Question

The half-life of Radon is $3.8$ days. If we start with $100\,g$of sample how much will be left after $15.2$ days $?$
(i) $6.295\,g$
(ii) $6.5\,g$
(iii) $6.0\,g$
(iv) $6.75\,g$

Answer 1

Hint:The half-life $\left( {{t_{\dfrac{1}{2}}}} \right)$ of Radon is given.

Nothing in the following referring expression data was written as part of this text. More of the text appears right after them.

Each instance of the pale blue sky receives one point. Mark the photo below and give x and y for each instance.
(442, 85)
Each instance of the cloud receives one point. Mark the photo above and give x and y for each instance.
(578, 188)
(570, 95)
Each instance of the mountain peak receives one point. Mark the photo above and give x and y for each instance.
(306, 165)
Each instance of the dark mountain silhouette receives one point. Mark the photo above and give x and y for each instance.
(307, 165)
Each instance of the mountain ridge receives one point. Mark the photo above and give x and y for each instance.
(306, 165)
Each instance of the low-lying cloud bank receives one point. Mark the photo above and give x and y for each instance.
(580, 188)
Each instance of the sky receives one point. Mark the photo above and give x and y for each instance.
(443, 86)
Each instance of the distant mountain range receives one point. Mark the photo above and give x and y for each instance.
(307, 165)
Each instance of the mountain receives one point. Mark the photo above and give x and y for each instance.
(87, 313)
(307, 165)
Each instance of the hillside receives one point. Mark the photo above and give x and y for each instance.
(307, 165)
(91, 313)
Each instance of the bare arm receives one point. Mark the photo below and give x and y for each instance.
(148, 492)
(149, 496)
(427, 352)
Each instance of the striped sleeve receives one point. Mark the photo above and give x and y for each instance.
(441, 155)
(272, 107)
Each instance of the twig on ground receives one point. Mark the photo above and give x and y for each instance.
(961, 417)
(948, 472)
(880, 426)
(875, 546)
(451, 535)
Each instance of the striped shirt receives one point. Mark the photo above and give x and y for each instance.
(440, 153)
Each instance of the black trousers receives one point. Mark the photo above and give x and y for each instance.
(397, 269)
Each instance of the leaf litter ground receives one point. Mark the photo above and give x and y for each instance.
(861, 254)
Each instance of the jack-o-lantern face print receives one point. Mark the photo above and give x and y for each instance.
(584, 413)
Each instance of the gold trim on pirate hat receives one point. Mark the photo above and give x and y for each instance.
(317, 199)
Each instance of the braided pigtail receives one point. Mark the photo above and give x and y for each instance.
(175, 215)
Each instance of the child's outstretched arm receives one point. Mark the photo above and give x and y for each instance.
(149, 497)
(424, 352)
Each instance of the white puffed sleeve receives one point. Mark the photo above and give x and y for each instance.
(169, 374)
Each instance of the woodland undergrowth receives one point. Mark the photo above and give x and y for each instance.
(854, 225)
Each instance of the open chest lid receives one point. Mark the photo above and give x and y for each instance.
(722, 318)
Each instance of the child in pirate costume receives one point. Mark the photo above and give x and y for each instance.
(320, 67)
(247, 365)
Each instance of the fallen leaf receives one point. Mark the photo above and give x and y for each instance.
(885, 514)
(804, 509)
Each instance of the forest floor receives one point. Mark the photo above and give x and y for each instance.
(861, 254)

Use the equation $\lambda \,\, = \,\,\dfrac{{0.693}}{{{t_{\dfrac{1}{2}}}}}$ to calculate the decay constant $\lambda $. Then use the equation $t\, = \,\dfrac{{2.303}}{\lambda }\log \,\left( {\dfrac{{{N_ \circ }}}{N}} \right)$$($where the initial amount of sample taken $\left( {{N_ \circ }} \right)$ is given and we calculated the decay constant$)$ to calculate the amount of sample left after $15.2$ days.

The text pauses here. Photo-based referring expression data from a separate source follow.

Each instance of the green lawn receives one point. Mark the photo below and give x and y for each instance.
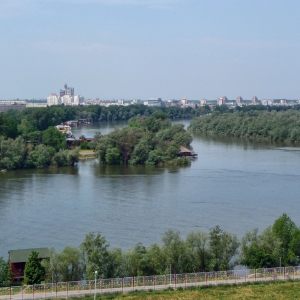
(274, 290)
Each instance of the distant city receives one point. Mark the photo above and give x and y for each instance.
(66, 96)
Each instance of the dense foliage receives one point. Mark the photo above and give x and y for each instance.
(199, 252)
(34, 272)
(14, 122)
(47, 151)
(253, 124)
(150, 140)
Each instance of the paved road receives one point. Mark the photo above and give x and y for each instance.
(66, 294)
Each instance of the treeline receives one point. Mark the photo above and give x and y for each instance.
(281, 126)
(37, 149)
(278, 245)
(148, 140)
(38, 119)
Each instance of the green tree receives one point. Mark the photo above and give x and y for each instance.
(199, 254)
(259, 251)
(54, 138)
(223, 246)
(174, 252)
(96, 255)
(34, 271)
(5, 272)
(288, 233)
(69, 264)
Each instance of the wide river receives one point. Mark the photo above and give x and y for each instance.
(236, 184)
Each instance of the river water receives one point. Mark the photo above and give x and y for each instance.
(236, 184)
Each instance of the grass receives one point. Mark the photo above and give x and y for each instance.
(274, 290)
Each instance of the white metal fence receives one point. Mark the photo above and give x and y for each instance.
(156, 282)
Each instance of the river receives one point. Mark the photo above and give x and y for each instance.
(236, 184)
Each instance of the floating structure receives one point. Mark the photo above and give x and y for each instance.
(186, 152)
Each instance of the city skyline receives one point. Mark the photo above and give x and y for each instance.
(136, 49)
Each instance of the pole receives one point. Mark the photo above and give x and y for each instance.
(95, 284)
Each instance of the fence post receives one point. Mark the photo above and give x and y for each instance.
(175, 276)
(293, 273)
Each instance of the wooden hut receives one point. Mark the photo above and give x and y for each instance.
(186, 152)
(18, 259)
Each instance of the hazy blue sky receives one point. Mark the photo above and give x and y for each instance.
(137, 49)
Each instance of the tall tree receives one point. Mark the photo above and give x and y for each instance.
(96, 255)
(223, 246)
(34, 271)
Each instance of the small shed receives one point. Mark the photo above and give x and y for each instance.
(18, 259)
(186, 152)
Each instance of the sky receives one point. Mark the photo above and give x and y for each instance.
(140, 49)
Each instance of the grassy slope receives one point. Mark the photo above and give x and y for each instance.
(274, 290)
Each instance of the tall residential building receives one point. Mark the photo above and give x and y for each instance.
(203, 102)
(239, 100)
(222, 100)
(78, 100)
(53, 100)
(154, 102)
(67, 100)
(68, 91)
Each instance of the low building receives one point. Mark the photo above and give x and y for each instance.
(6, 105)
(18, 259)
(154, 102)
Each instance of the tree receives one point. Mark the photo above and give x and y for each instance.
(174, 251)
(70, 264)
(223, 247)
(96, 255)
(259, 251)
(5, 272)
(289, 235)
(197, 244)
(34, 271)
(54, 138)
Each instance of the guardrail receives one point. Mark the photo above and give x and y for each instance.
(156, 282)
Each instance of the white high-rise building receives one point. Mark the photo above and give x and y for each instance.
(53, 99)
(67, 100)
(239, 100)
(254, 99)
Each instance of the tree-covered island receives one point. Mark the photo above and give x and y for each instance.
(152, 140)
(28, 139)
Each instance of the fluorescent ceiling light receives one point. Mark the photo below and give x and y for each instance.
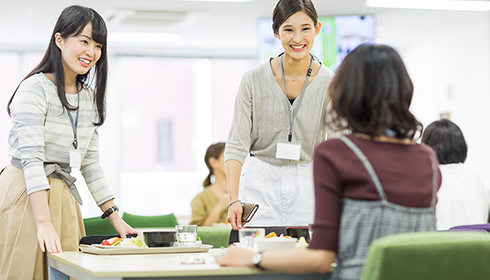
(431, 4)
(218, 0)
(143, 37)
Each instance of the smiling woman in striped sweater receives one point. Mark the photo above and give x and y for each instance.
(55, 118)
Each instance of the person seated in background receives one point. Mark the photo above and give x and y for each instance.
(209, 206)
(462, 198)
(374, 182)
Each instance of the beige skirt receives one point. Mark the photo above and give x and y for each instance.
(20, 254)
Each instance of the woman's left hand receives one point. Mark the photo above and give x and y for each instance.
(121, 226)
(237, 257)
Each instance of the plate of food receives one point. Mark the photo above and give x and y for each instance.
(134, 245)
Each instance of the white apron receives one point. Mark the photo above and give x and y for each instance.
(285, 194)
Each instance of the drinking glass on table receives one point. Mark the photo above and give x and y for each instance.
(310, 230)
(186, 233)
(247, 236)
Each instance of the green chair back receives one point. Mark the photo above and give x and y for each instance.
(216, 236)
(429, 255)
(139, 221)
(98, 226)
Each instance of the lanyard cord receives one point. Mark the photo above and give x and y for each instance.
(74, 125)
(291, 121)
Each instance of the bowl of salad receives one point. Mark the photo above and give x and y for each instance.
(159, 238)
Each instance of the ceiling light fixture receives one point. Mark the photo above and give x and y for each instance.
(479, 6)
(143, 37)
(218, 0)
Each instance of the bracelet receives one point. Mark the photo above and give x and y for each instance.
(229, 204)
(109, 211)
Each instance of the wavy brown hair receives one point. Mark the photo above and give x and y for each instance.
(371, 94)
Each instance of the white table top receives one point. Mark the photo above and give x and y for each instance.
(87, 266)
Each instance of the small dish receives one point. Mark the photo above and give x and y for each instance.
(275, 243)
(159, 238)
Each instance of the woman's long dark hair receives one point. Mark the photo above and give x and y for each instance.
(71, 22)
(371, 94)
(286, 8)
(215, 150)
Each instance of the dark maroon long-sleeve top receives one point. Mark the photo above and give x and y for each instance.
(404, 170)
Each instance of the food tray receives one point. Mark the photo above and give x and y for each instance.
(112, 250)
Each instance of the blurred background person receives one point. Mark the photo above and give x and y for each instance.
(209, 206)
(462, 198)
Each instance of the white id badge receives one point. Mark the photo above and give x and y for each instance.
(288, 150)
(75, 159)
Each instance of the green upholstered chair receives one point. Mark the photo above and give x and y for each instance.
(216, 236)
(98, 226)
(429, 255)
(159, 221)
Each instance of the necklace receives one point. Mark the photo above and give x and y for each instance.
(294, 79)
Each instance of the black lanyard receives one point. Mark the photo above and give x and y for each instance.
(291, 121)
(74, 125)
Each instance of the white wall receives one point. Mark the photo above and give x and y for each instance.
(447, 55)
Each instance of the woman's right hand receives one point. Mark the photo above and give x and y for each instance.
(235, 215)
(48, 238)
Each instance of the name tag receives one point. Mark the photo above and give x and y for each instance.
(75, 159)
(288, 151)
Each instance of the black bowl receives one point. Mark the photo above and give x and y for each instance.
(159, 238)
(299, 232)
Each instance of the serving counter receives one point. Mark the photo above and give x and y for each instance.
(84, 266)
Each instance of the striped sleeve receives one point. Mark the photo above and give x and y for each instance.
(29, 108)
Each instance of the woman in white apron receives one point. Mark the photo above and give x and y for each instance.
(278, 120)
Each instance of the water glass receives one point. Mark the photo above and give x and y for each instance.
(247, 236)
(310, 230)
(186, 233)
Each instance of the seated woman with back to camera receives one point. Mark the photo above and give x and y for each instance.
(462, 198)
(209, 206)
(375, 182)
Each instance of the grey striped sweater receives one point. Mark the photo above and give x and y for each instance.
(41, 132)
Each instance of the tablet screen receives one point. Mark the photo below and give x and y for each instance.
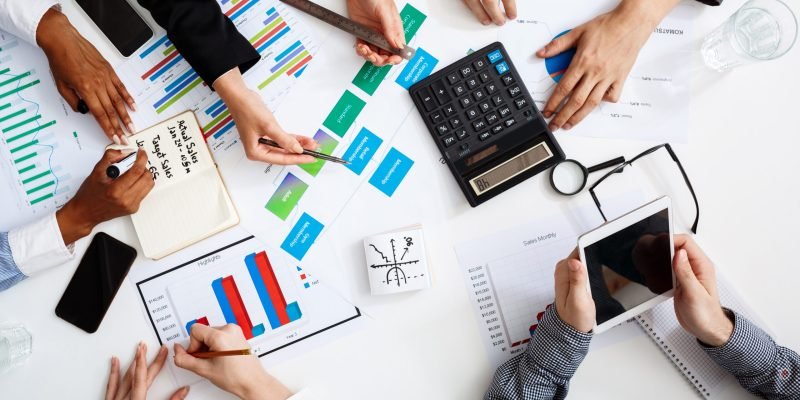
(631, 266)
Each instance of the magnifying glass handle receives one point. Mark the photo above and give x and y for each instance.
(607, 164)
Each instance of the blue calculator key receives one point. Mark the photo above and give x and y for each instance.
(495, 56)
(502, 68)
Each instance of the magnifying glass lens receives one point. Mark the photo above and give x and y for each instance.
(568, 177)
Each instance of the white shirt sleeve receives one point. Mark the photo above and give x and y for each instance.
(39, 246)
(21, 17)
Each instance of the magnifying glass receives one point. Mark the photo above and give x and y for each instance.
(569, 176)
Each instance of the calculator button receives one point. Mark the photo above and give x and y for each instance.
(502, 68)
(427, 99)
(440, 92)
(497, 100)
(437, 117)
(453, 78)
(459, 89)
(495, 56)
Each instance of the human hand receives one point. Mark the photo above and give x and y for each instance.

Complete step by step solution:
We know that radioactive decay is a first order reaction and they follow the equations
$t\, = \,\dfrac{{2.303}}{\lambda }\log \,\left( {\dfrac{{{N_ \circ }}}{N}} \right)........\left( 1 \right)$ where ${N_ \circ }$ is the initial amount of sample taken, ${N_ \circ }$ is the amount of sample left after time $t$ and $\lambda $ is the decay constant.
$\lambda $ for a first order reaction can be calculated as $\lambda \,\, = \,\,\dfrac{{0.693}}{{{t_{\dfrac{1}{2}}}}}........\left( 2 \right)$ where ${t_{\dfrac{1}{2}}}$ is the half-life of the sample taken.
The half-life of Radon $\left( {{t_{\dfrac{1}{2}}}} \right)\,\,\, = \,\,3.8\,\,days$ $$
Therefore using equation $\left( 2 \right)$ we get
$\lambda \,\, = \,\,\dfrac{{0.693}}{{{t_{\dfrac{1}{2}}}}}\,\, = \,\,\dfrac{{0.693}}{{3.8\,days}}\,\, = \,\,0.182\,\,day{s^{ - 1}}$
Therefore the decay constant $\lambda \, = \,0.182\,day{s^{ - 1}}$.
The initial amount of sample taken $\left( {{N_ \circ }} \right)\,\, = \,\,100\,g$
Time elapsed $\left( t \right)\,\, = \,\,15.2\,\,days$
Using equation $\left( 1 \right)$ we get
$15.2\,\, = \,\,\dfrac{{2.303}}{{0.182}}\log \,\left( {\dfrac{{100}}{N}} \right)$
$ \Rightarrow \,\,\dfrac{{15.2 \times 0.182}}{{2.303}}\,\, = \,\,\log \left( {\dfrac{{100}}{N}} \right)$
$ \Rightarrow \,\,1.201\,\, = \,\,\log \left( {\dfrac{{100}}{N}} \right)$
$ \Rightarrow \,1.201\, = \,\log \left( {100} \right) - \log N$
$ \Rightarrow \,1.201\, = \,2 - \log N$
$ \Rightarrow \,1.201 - 2 = - \log N$
$ \Rightarrow \,\log N\, = \,0.799$
Taking antilog on both sides we get
$N\, = \,6.295\,g$$$
Therefore after $15.2\,days\,\,6.295\,g$of samples will be left.

Hence the correct answer is (i) $6.295\,g$.


Additional information:A material containing unstable nuclei is considered to be radioactive. Since the nuclei is unstable it has high energy. So in order to lose its energy it undergoes disintegration or decay and this process is referred to as radioactive decay. Radioactive decay can be of three types:
$ \bullet \,\,\alpha $ decay
$ \bullet \,\,\beta $ decay
$ \bullet \,\,\gamma $ decay.
All of these involve emission of a particle or photon in order to release its energy.

Note:You can also solve the problem using the standard equation of a first order reaction. The equation is $N\, = \,{N_ \circ }{e^{ - \dfrac{\lambda }{t}}}$ where the terms hold the same significance. While using this equation make sure to use $\ln $, but if you want to use $\log $ use a proper conversion factor in order to convert $\ln $to $\log $.